Kampala, Uganda | Isaac Khisa | Russia’s President, Vladmir Putin and his Egyptian counterpart, Abdel-Fattah El-Sisi, on wednesday opened a two-day first ever Russia-Africa Economic Summit in Sochi, taking on rivals US, the European Union, China and India that have lately dominated trade with the continent .
President Putin told more than 3,000 delegates from 54 African states including heads of states, ministers and business leaders that there’s need to double the trade volumes between the two trading blocs in the few years to come.
“Russia-Africa trade more than doubled over the past five years and exceeded… $20 billion. Is that a lot or a little? A colleague of ours said this is a good figure,” he said. “I cannot agree with this. I think it is way too little.”
Out of this, Putin said, Egypt accounts for $7.7 billion amidst the fact that Russia has many potential partners in Africa.
He revealed that Russia is among the top ten suppliers of food to the African market. “We are now exporting more agricultural products than weapons to the markets of third countries,” he said.

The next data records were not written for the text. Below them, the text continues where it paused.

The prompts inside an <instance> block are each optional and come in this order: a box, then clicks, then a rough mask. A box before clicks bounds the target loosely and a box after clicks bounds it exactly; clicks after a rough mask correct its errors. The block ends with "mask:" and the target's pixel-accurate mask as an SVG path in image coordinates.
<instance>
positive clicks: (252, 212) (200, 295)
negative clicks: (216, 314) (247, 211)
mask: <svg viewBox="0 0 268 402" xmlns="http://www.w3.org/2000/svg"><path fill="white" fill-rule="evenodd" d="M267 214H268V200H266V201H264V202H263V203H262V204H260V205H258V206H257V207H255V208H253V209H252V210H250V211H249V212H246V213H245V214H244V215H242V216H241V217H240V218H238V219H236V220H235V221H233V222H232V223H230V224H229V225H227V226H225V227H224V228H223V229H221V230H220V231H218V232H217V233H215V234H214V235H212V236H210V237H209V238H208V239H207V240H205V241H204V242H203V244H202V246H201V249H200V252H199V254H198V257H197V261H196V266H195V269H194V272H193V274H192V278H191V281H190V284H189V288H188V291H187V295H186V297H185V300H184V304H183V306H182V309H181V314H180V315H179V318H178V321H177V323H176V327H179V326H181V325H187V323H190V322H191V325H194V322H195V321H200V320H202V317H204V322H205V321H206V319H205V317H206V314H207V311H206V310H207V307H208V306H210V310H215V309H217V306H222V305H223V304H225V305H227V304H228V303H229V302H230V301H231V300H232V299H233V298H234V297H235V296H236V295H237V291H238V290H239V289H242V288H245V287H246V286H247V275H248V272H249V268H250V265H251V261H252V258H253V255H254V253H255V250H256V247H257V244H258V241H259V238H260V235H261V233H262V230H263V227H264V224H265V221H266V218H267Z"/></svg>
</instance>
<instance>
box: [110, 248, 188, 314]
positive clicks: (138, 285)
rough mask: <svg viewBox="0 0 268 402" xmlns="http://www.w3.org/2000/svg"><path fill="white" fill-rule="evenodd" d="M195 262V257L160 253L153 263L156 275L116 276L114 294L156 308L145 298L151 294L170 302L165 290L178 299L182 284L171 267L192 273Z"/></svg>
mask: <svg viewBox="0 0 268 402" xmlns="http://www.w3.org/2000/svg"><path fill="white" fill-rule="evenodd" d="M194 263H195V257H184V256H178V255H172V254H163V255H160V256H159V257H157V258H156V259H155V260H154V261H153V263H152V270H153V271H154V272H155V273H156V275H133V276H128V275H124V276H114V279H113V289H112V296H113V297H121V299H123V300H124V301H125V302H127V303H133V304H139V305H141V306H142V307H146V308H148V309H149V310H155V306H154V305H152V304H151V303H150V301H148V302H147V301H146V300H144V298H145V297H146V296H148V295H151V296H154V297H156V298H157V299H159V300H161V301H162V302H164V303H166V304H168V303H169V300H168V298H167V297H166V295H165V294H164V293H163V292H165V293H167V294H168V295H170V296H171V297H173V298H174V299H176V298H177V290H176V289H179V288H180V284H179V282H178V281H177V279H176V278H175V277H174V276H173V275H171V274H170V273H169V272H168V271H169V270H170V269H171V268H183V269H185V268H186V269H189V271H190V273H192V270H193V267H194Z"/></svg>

“Weapons account for $15 billion of our exports, whereas agricultural products are nearing $25 billion in sales.
Putin also pledged to support African countries to achieve their development agenda without political or any form of interference in areas of infrastructural development, nuclear energy, manufacturing, agriculture, extraction, technology, health among others.
The Russian president also held bilateral meetings with heads of states of various African countries including Uganda’s President, Yoweri Museveni, South Africa’s Cyril Ramaphosa, Namibia’s Hage Gottfried Geingob, and Ethiopia’s Abiy Ahmed.
Egyptian President Abdel-Fattah El-Sisi, who holds the rotating presidency of the 55-nation African Union, urged regional and international funding bodies to back development efforts in the continent by offering special terms and powerful incentives to projects and development programs.
“(However) the partnership should be on the principal of mutual interests and protection of African property to ensure sustainable development,” he said, adding that African states need to work to improve business climate and promote private-public partnership in the region, and unite to achieve peace, stability, economic growth and development for its people.
He said African countries are putting infrastructure development and promoting economic integration at the forefront of joint cooperation and that there’s also need to boost its human resource to cope with the changing global employment trends.
This development comes as US, China, EU and Japan intensifies their efforts to grab a share of Africa’s trade volume. China, Japan, India, have all hosted African heads of state in the past two years to boost their trade.
On the other hand, EU and US are currently in intense negotiations with various African regional blocs on how to open up trade between them.
Some of Russia’s companies that have made inroads in Africa include; Gazprom, Lukoil, Rostec and Rosatom, with most of their operations in Uganda, Algeria, Angola, Egypt and Nigeria.
The construction of the Russian Industrial Zone in Egypt is nearing completion and will accommodate more than 20 Russian companies.
Russia has also been re-establishing links with Angola and Botswana, where Alrosa, the Russian giant, mines diamonds.
The Middle East nation also has interests in Zimbabwe, Sierra Leone, Ethiopia, Morocco, Democratic Republic of Congo, Sudan, and the Central African Republic.